Hurgó en el bolsillo derecho del pantalón. Luego en el izquierdo, después en los dos de atrás. Hasta se palpó el pecho como buscando un inexistente bolsillo en la camisa. Pero no. Se había sentado a escribir su texto de la semana y el dichoso bolígrafo no aparecía.
Y era importante que lo hiciera, porque no era «un» bolígrafo, era «el» bolígrafo. Lo había comprado al inicio del año en un puesto del Rastro de Madrid y, como le había asegurado el hombrecillo que se lo vendió, escribía casi solo. Efectivamente, así era: lo único que necesitaba era una mano que le quitase el capuchón y que lo sostuviese en su paseo por el cuaderno. Así había ido extrayendo cada texto, semana tras semana, para el reto de la Escritura Testaruda. El bolígrafo hacía de todo: relatos, haikus, poemas… Nada demasiado brillante, pero, oye, daba para ir cumpliendo… Y ahora no lo encontraba y el papel le miraba poniendo los renglones en blanco.
Sin dejar de buscar, se recordó a sí mismo jugueteando con el bolígrafo entre los dedos mientras echaba un vistazo a un libro la noche anterior. ¡En la cama! La última vez que lo vio, que lo tocó, estaba tumbado en la cama ojeando (¡y hojeando!) un libro sobre sueños lúcidos. Fue corriendo al cuarto y empujó la puerta, cuyo resbalón estaba haciendo un ruidito inconstante al chocar contra el marco de madera por causa del viento. Entró al cuarto y no encontró el bolígrafo, ¡pero tampoco la cama! En su lugar había un gran espacio de suelo entre dos mesillas, totalmente poblado por pelusas. Se situó en el lugar donde debería estar la cama con los brazos estirados a lo largo del cuerpo y los hombros inclinados hacia delante. Giró sobre sus pies, miró detrás de las mesillas por si el bolígrafo estuviese por ahí. Cogió el libro sobre sueños lúcidos y lo zarandeó por si el bolígrafo hubiese quedado atrapado entre las páginas.
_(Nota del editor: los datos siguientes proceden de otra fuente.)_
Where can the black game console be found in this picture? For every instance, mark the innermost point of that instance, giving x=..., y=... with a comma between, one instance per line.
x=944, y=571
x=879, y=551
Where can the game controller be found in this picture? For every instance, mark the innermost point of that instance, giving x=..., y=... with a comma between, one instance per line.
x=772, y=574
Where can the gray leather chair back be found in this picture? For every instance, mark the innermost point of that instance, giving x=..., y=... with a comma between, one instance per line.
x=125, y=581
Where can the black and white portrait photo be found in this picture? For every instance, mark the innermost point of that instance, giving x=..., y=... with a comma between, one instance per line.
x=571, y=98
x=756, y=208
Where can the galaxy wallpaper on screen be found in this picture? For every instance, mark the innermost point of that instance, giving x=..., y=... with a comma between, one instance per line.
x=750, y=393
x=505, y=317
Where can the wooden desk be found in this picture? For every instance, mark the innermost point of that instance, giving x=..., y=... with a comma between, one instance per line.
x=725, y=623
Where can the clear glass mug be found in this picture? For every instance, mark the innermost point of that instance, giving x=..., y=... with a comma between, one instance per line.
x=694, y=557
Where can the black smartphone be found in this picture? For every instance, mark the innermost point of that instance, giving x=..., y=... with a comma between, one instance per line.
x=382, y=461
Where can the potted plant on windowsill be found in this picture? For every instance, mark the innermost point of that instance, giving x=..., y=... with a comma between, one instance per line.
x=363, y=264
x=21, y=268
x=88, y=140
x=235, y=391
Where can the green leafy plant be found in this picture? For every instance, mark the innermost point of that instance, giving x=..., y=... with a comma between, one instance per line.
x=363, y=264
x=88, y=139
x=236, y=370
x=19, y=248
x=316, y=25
Nada. Suspiró, abrió la ventana y se asomó: ¿se habría caído la cama por la ventana?
Con el libro aun en la mano fue hacia el cuarto de baño y se sentó sobre la tapa del váter. Abrió el libro como si fuese a encontrar ahí alguna explicación a lo que estaba ocurriendo. Y así fue: una doblez en la esquina de la página 38 marcaba el lugar donde había dejado de leer la noche anterior; allí se hablaba sobre objetos que desaparecen durante experiencias de sueño lúcido. Parece que, durante esos ires y venires por los amorfos mundos de Morfeo, aquellos objetos que estuviesen en contacto directo con el cuerpo podían comenzar a tener también sus propias experiencias extracorpóreas, desdoblarse, así, de manera autónoma. Lo único que podía hacerse, llegado el caso, según decía el libro, era esperar a que regresara el objeto o los objetos. Entonces comencé a pensar si el bolígrafo habría desaparecido por voluntad propia o porque estaba sobre la cama y la muy cabrona se lo había llevado al largarse. Leí que una vez acontecido el primer sueño lúcido de los objetos, podían estar yendo y viniendo sin pedir permiso alguno. Claro que, cuando volviesen, si lo hacían, tampoco pensaba pedirles explicaciones.